Un forte vento di mare(raccolta artistica fine anni ’90)
In queste opere inizia a comparire il vento descritto come un turbine che spezza la vita dell’uomo. E’ in queste opere che compare l’inquietudine dell’artista, figlia della fragilità della vita dell’uomo. In queste opere la vita si presenta sempre più come un passaggio temporaneo sulla terra.

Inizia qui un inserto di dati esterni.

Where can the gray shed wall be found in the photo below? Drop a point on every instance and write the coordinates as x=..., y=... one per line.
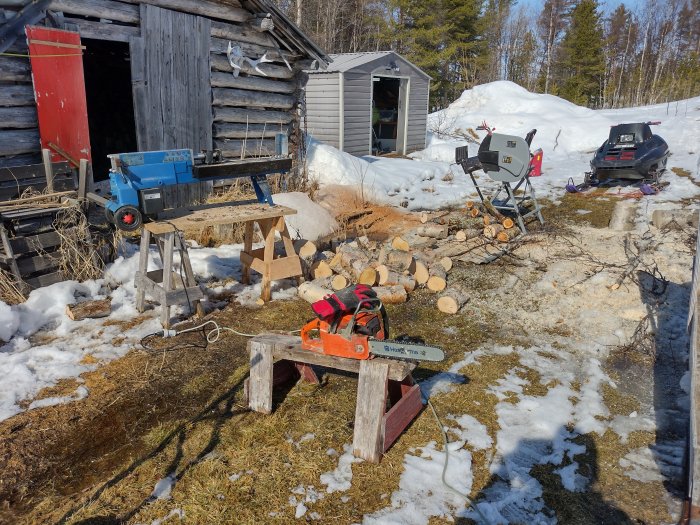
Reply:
x=323, y=93
x=323, y=107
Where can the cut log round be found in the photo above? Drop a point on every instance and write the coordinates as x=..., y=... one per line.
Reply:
x=312, y=291
x=388, y=277
x=391, y=294
x=507, y=235
x=421, y=273
x=437, y=281
x=321, y=269
x=338, y=282
x=452, y=300
x=433, y=230
x=492, y=230
x=399, y=243
x=367, y=276
x=400, y=261
x=446, y=263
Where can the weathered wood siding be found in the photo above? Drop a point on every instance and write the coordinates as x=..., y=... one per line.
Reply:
x=172, y=90
x=323, y=107
x=267, y=96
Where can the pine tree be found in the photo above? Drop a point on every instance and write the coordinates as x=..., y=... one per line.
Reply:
x=582, y=60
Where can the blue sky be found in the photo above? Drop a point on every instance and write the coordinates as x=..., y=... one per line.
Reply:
x=607, y=5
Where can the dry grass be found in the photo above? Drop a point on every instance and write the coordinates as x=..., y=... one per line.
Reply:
x=182, y=411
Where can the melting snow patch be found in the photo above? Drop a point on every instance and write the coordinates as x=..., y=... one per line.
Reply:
x=339, y=480
x=421, y=494
x=80, y=393
x=164, y=487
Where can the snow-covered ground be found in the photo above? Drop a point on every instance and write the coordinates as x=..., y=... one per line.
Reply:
x=43, y=346
x=568, y=135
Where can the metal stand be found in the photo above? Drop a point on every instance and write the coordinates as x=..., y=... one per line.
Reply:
x=518, y=205
x=166, y=286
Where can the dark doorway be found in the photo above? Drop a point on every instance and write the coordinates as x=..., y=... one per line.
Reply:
x=110, y=103
x=385, y=114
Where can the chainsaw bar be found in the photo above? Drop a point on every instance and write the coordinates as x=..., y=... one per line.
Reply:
x=400, y=350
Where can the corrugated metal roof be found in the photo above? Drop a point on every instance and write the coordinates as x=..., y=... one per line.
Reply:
x=343, y=62
x=348, y=61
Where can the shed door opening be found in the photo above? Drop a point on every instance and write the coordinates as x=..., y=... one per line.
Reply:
x=110, y=103
x=388, y=115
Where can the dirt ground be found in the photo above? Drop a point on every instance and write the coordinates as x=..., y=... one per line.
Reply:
x=176, y=407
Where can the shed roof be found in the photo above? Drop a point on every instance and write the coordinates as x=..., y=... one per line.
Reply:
x=342, y=62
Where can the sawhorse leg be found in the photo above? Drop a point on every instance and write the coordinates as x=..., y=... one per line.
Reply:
x=143, y=269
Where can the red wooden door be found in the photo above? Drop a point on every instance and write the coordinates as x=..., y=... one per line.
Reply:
x=59, y=89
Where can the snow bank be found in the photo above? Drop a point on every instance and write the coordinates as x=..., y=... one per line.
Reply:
x=311, y=220
x=567, y=133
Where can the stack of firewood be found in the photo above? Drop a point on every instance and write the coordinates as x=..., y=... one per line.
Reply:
x=397, y=267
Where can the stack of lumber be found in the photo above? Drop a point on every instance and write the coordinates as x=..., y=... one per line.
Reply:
x=422, y=258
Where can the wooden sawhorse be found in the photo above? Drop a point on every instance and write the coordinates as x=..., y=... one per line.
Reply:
x=376, y=428
x=270, y=219
x=166, y=286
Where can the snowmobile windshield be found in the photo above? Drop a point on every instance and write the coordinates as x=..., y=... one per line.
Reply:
x=629, y=134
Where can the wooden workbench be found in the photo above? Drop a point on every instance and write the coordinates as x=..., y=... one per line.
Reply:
x=270, y=219
x=375, y=427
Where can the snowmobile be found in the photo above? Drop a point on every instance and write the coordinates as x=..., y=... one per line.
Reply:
x=630, y=153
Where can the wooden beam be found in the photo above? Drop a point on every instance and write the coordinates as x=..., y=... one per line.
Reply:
x=230, y=11
x=253, y=83
x=251, y=131
x=17, y=95
x=20, y=117
x=16, y=142
x=108, y=9
x=253, y=147
x=240, y=33
x=253, y=51
x=220, y=63
x=103, y=31
x=250, y=116
x=14, y=69
x=246, y=98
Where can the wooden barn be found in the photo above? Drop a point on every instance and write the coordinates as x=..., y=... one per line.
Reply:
x=369, y=103
x=95, y=77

Storie salate e Cercatori di pesci (dipinti fra il 1991 ed il 2001)
E in queste opere che rende immortale il suo tema principale, l’esistenza umana intesa come solidarietà tra individui al di là del tempo e dello spazio.

Musicisti
Questo è il periodo più felice della pittura del Talani, (precedente alle opere sino adesso esposte). Nelle opere emerge una cura minuziosa del particolare, i soggetti sono per la maggior parte musicisti, suonatori solitari ed intere orchestre.

Finisterre-Partenze
E’ in questa raccolta di opere che inizia ad intravedersi il tema della “Partenza”. Il castello di” Finisterre” è l’ostacolo o la meta che l’uomo, il viaggiatore, dovrà decidere se oltrepassare, aprendo la porta della propria vita al cambiamento oppure no. Nell’opera “Partenze” del 2001 sono raffigurate due figure maschili che si rivolgono allo spettatore mostrando le valigie in primo piano. Scrive Talani  "....stanno lì sul rosso ad aspettare qualcosa, gli uomini con la valigia. Il vento gli sbandiera le cravatte e gli violenta il viso e loro…hanno la valigia delle partenze, ma non partono ancora”.

Animali di battigia
Nuovo ciclo di lavori esposti già nel 2003 in una mostra personale a Napoli. In queste sue parole è racchiusa tutta l’essenza di queste opere: “Così pesci e conchiglie sono per me delle cose buone da trovare, una svolta della vita, una sorpresa, una speranza; le donne graffite sui muri sono gli amori passati, presenti, forse solo sognati; la rosa è l’amore che abbiamo o che abbiamo perso, forse anche un dolore, la vita; il cuore trafitto è l’amore che abbiamo saputo dare o che speriamo di ricevere; la valigia è l’idea della partenza, del viaggio perenne cui siamo destinati…”

Ombre
Questa è la pittura più intima del Talani dove si intersecano le varie tematiche delle opere del Talani accompagnate da una serie di fantasiose ombre.

Consiglio a tutti la visita alla “ Rosa dei Venti” perché sarà indimenticabile l’approccio con questa arte che regala forti emozioni, anche all’osservatore più inesperto!
Lo splendido volume di Elisa Gradi è stato realizzato per l'evento da De Paoli Edizioni d'Arte.